Buying shares of the Bellevue, Washington-based company at its April 2018 initial public offering has turned out to be a smart move. Since its IPO at $15 per share, Smartsheet stock has soared 253% through July 11.
We can attribute Smartsheet stock's market outperformance in the first half of the year to investor enthusiasm about the company's early financial performance as a public entity and its growth potential. Both of those were reflected in the fiscal first-quarter 2020 report it released in early June, when the company beat Wall Street's consensus estimates for revenue and earnings, and raised its guidance.

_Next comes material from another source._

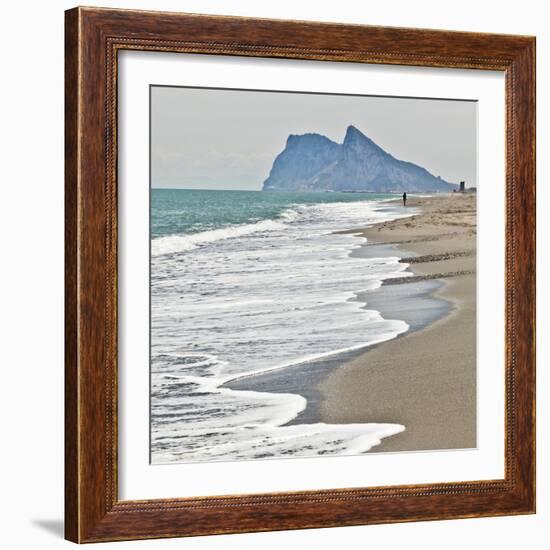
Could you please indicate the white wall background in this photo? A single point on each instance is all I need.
(31, 228)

In fiscal Q1, which ended April 30, revenue surged 55% year over year to $56.2 million, exceeding the $54.6 million that analysts had been expecting. Subscription revenue came in at $50.3 million, an increase of 57%, while professional services revenue rose 38% to $5.9 million.
As is typical for a newly public company, Smartsheet is not profitable. In fiscal Q1, its total net loss expanded 38% to $19.8 million, which translated to its per-share loss narrowing 72% to $0.19. (The per-share loss narrowed only because of the large increase in the number of shares outstanding over the last year.) On a non-GAAP (generally accepted accounting principles) basis, total net loss expanded 18% to $13.0 million, which translated to the per-share loss coming in at $0.12, unchanged from the year-ago period. This was significantly better than the loss of $0.18 per share that the Street was looking for.
For the full fiscal year, management raised its revenue guidance range to between $262 million to $265 million, up from the prior forecast of $253 million to $257 million. This would represent annual growth of 47% to 49%. The company expects an adjusted non-GAAP per-share loss of $0.59 to $0.54 in fiscal 2020.